I tried using various sized dice and pairs of dice but none of the results looked any more interesting that 24.78 which I know isn't interesting because I'm not interested in it.

I also tried using powers of two instead of primes but the program produced a wide range of averages and eventually hung up because it missed too many low powers of two and it takes a lot of die rolls to reach high ones.

[lostdummy]

[Chuck]

I didn't really think it would be exactly 8½, but that would have been interesting.

It really gets interesting when stopping on a power of 2.

[lostdummy]

It is probably hard to find setup that result in integer number, let alone power of 2 integer number ;p

Initially what I found interesting in this problem was not result, but how to get to result.
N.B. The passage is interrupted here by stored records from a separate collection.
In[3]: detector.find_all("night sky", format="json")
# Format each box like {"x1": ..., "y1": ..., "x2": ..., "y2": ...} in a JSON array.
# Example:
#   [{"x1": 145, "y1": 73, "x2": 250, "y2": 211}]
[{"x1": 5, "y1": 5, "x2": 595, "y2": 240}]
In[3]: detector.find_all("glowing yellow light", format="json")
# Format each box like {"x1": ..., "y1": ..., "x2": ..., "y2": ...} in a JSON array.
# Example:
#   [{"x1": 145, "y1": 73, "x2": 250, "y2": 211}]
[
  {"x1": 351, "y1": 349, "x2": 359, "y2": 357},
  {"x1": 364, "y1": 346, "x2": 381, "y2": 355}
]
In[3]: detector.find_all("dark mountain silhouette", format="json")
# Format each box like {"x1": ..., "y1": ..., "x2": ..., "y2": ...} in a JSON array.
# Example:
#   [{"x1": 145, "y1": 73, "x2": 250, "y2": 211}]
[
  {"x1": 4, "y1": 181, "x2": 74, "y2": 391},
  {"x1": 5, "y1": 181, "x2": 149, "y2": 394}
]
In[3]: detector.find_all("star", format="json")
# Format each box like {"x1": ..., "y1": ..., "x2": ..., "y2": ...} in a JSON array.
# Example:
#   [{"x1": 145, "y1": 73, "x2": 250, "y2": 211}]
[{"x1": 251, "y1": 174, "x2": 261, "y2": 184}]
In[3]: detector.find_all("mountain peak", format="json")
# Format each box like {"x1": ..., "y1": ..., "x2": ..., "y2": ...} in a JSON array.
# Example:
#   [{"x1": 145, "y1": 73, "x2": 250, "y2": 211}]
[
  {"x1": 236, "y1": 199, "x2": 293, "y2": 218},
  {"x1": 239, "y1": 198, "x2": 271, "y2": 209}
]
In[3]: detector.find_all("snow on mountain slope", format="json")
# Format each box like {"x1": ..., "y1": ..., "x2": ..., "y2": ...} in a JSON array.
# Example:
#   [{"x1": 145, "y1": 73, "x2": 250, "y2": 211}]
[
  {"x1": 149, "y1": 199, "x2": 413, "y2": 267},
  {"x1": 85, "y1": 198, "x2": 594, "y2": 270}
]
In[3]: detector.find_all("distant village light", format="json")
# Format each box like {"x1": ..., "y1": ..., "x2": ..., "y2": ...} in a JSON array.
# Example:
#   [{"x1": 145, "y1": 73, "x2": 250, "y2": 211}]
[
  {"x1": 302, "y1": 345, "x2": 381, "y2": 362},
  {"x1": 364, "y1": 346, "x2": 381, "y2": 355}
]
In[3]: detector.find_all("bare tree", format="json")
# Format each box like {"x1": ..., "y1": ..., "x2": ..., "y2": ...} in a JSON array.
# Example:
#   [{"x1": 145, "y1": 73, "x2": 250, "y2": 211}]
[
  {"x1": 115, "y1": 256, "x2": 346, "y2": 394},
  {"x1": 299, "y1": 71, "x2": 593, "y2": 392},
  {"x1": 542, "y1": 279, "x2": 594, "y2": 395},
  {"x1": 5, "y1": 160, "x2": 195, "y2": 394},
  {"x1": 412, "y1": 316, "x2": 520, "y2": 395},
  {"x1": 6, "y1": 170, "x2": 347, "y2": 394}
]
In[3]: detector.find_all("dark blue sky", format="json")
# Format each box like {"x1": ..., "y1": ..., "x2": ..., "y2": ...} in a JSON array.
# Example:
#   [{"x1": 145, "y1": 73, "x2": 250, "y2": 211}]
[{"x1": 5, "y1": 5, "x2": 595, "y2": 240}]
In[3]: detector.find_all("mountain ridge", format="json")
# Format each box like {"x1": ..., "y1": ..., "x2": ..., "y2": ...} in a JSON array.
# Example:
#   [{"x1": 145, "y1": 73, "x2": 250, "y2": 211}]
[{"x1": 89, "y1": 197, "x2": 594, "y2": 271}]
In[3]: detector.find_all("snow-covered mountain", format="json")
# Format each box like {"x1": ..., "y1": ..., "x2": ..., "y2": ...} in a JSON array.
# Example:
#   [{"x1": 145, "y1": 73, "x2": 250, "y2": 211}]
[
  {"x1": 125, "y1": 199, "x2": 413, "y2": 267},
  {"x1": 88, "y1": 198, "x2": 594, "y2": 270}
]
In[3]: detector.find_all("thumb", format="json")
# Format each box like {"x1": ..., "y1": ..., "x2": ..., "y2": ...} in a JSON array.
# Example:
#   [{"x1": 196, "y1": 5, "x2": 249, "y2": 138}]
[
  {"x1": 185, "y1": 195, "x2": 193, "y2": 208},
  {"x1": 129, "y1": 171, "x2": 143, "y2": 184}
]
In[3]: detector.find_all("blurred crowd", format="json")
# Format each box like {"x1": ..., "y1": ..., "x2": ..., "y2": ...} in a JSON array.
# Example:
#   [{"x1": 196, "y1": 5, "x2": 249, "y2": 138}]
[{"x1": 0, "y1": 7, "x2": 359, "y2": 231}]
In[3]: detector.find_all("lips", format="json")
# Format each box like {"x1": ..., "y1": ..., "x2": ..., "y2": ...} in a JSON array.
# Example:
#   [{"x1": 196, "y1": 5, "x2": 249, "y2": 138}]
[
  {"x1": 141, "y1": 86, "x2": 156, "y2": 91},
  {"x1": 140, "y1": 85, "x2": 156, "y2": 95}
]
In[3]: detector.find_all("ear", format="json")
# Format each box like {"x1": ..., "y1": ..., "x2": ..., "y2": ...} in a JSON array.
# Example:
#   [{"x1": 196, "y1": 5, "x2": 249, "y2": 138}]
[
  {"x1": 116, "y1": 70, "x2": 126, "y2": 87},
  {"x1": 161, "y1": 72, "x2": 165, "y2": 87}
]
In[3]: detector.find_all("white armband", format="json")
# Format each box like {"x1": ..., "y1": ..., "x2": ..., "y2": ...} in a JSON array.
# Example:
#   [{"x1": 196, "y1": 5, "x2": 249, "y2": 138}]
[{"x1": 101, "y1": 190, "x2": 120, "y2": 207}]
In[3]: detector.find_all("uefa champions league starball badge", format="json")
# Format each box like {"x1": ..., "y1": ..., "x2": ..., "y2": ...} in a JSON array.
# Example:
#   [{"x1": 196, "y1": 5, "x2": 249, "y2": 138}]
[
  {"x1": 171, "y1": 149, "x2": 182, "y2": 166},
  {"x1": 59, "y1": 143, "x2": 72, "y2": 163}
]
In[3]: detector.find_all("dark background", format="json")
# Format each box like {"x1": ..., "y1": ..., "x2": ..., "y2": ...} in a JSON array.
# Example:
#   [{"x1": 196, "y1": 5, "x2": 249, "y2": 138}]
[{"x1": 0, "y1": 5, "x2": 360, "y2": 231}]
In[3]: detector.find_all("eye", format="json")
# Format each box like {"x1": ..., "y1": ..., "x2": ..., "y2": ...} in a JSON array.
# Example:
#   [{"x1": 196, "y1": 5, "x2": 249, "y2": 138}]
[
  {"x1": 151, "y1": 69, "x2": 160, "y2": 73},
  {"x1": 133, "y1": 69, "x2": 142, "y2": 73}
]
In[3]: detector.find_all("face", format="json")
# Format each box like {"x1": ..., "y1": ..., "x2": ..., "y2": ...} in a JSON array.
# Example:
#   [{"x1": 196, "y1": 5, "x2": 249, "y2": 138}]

Anyway, we can consider as separate problem : " find setup (end condition, die size) that result in integer value, preferably in power of 2" ;p

[lostdummy]

And ... I found one ;p

If you use 7-sided die, and end condition is that number is divisible by 4, then average expected value is 16.

There are few similar solutions with 3-sided and 7-sided dice, and end condition is numbers divisible by 2^n . It is interesting that it only works with those dice size ( if I do not count impossible dice sizes).

*EDIT*

In fact, I find that any combination of these will result in power of 2 result:
- die size of 2^a-1 , a>=2
- end condition of 2^b, b>=1

And it appears on wiki that only real dice with '2^n-1' size are 3-sided and 7-sided.

BTW, that same end condition (divisible by X) have many combinations of die and X that result in integer value - its only 2^n results that are rare.

I also tried few other types of 'end conditions', but had no luck in even finding integer results. One that come close is "use 8-sided die, and finish when last digit in current sum is 1" - that result in average sum value of 40.0000001... not exactly integer, but close.